Yale University School of Medicine, New Haven, Connecticut.
Sorbonne Universités, UPMC Université Paris 06, UMR 7211, Inflammation-Immunopathology-Biotherapy Department, INSERM, UMR S 959, CNRS, FRE3632, and AP-HP, Groupe Hospitalier Pitié-Salpêtrière, Department of Internal Medicine and Clinical Immunology, National Reference Center for Autoimmune and Autoinflammatory Diseases, Paris, France.
Arthritis Rheumatol. 2018 Feb;70(2):298-307. doi: 10.1002/art.40352. Epub 2018 Jan 18.
Patients with Sjögren's syndrome (SS) are prone to develop malignant lymphomas, and a correlation has been established between the lymphoproliferations occurring in these disorders and the presence in patients' blood of an unusual B cell population that down-regulates complement receptor 2/CD21. This study was undertaken to identify the B cell compartment from which these lymphoproliferations emerge and determine the mechanisms that promote clonal B cell expansion in patients with SS.

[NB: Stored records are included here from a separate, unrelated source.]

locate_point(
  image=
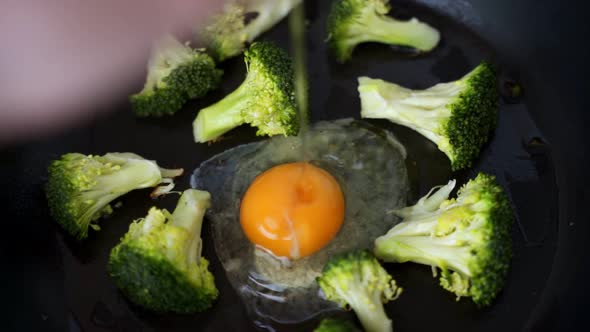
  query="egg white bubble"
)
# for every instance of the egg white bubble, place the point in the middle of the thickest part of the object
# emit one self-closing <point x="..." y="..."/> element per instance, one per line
<point x="368" y="163"/>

The reactivity of antibodies expressed by CD19+CD10-CD27-IgM+CD21 cells isolated from the blood of patients with SS was tested using a polymerase chain reaction-based approach that allows us to clone and express, in vitro, recombinant antibodies produced by single B cells.
Clonal expansions were identified in CD21 B cells isolated from the peripheral blood of 3 patients with SS. These lymphoproliferations expressed B cell receptors (BCRs) that displayed somatic hypermutation lineage trees characteristic of a strong selection by antigens; one of these antigens was identified as a ribosomal self antigen. When the mutated BCR sequences expressed by the expanded CD21 B cell clones from patients with SS were reverted in vitro to their germline counterparts, one clone remained autoreactive.

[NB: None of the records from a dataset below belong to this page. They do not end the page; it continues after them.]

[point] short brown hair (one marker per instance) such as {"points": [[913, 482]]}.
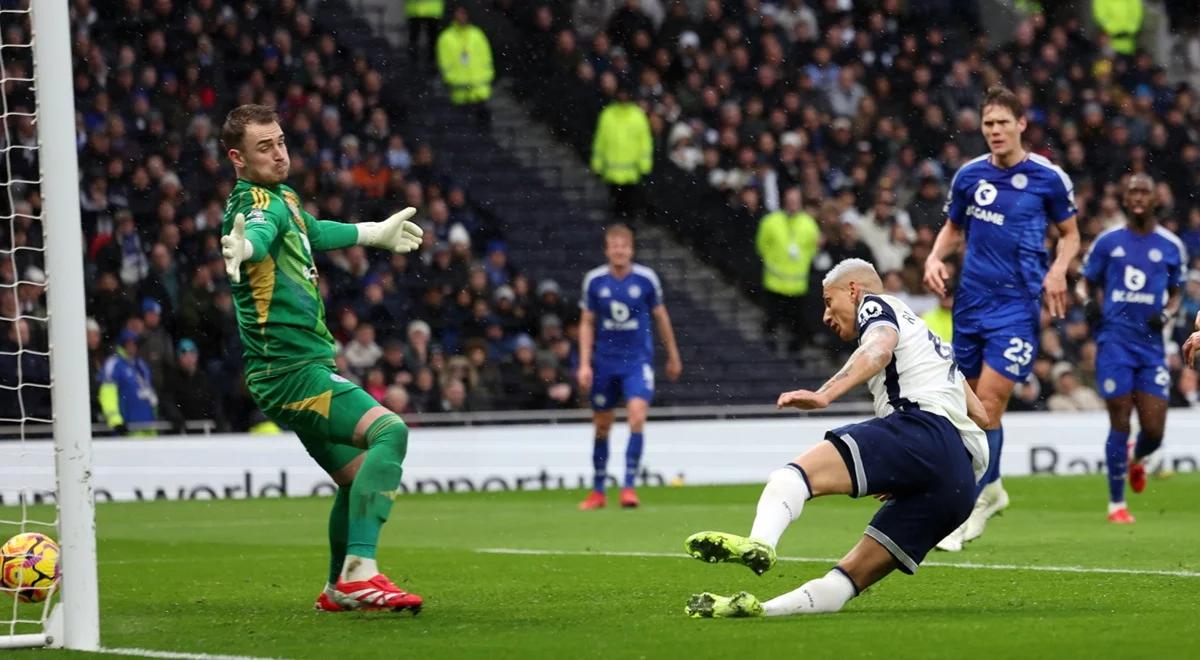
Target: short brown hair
{"points": [[618, 229], [1002, 96], [234, 129]]}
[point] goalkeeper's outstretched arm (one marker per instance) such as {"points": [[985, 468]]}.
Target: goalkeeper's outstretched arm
{"points": [[396, 233]]}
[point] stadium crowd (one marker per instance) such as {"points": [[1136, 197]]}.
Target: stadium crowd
{"points": [[867, 109], [864, 108], [455, 327]]}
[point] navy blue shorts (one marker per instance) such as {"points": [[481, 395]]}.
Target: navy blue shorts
{"points": [[1129, 366], [609, 383], [919, 460], [1001, 333]]}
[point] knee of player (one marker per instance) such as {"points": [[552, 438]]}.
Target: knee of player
{"points": [[389, 429]]}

Clonal lymphoproliferations in patients with SS preferentially accumulate in the autoreactive CD21 B cell compartment often expanded in these subjects, and recognition of self antigens may drive the clonal B cell expansion while further refining BCR self-reactivity.
干燥综合征(SS)患者易发生恶性淋巴瘤,这些疾病中发生的淋巴增生与患者血液中存在一种异常的 B 细胞群体有关,该群体下调补体受体 2/CD21。本研究旨在确定这些淋巴增生源自哪个 B 细胞群,并确定促进 SS 患者克隆 B 细胞扩增的机制。

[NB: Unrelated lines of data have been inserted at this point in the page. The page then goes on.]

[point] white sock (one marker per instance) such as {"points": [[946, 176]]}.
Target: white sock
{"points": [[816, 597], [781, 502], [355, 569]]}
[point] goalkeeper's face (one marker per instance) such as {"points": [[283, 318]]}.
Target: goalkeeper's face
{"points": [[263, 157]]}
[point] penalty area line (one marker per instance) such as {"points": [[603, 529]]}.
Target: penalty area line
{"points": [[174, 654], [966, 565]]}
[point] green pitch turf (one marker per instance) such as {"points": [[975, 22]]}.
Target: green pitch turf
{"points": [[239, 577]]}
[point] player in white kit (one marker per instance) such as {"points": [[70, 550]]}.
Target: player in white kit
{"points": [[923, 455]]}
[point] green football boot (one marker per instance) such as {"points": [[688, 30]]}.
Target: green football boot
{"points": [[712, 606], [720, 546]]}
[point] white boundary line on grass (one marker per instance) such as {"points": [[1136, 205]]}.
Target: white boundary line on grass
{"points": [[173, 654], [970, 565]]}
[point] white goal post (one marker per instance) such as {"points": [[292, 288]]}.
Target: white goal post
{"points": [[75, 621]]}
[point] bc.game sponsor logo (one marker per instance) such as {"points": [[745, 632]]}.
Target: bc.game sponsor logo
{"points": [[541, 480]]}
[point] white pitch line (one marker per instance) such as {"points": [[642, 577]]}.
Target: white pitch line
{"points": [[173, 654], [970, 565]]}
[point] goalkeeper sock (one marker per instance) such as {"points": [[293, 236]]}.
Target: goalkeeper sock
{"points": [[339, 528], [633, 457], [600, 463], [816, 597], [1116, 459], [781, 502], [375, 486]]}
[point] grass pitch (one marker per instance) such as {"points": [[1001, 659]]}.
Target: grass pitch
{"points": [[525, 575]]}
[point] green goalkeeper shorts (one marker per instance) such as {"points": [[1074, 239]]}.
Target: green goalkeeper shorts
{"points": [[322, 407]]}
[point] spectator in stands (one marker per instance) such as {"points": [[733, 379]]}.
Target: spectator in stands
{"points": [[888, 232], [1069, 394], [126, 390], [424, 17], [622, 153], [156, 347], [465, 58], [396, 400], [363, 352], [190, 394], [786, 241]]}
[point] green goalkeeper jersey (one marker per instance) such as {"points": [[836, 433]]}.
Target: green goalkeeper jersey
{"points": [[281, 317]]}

使用基于聚合酶链反应的方法测试从 SS 患者血液中分离的 CD19+CD10-CD27-IgM+CD21 细胞表达的抗体的反应性,该方法允许我们克隆和表达单个 B 细胞产生的重组抗体。
从 3 例 SS 患者的外周血中分离的 CD21 B 细胞中鉴定出克隆扩增。这些淋巴增生表达 B 细胞受体(BCR),其体细胞超突变谱系树具有强烈的抗原选择特征;其中一种抗原被鉴定为核糖体自身抗原。当 SS 患者的扩增 CD21 B 细胞克隆表达的突变 BCR 序列在体外恢复为其原始序列时,一个克隆仍然具有自身反应性。
SS 患者的克隆性淋巴增生优先积累在这些患者中经常扩增的自身反应性 CD21 B 细胞群中,识别自身抗原可能驱动克隆 B 细胞扩增,同时进一步细化 BCR 自身反应性。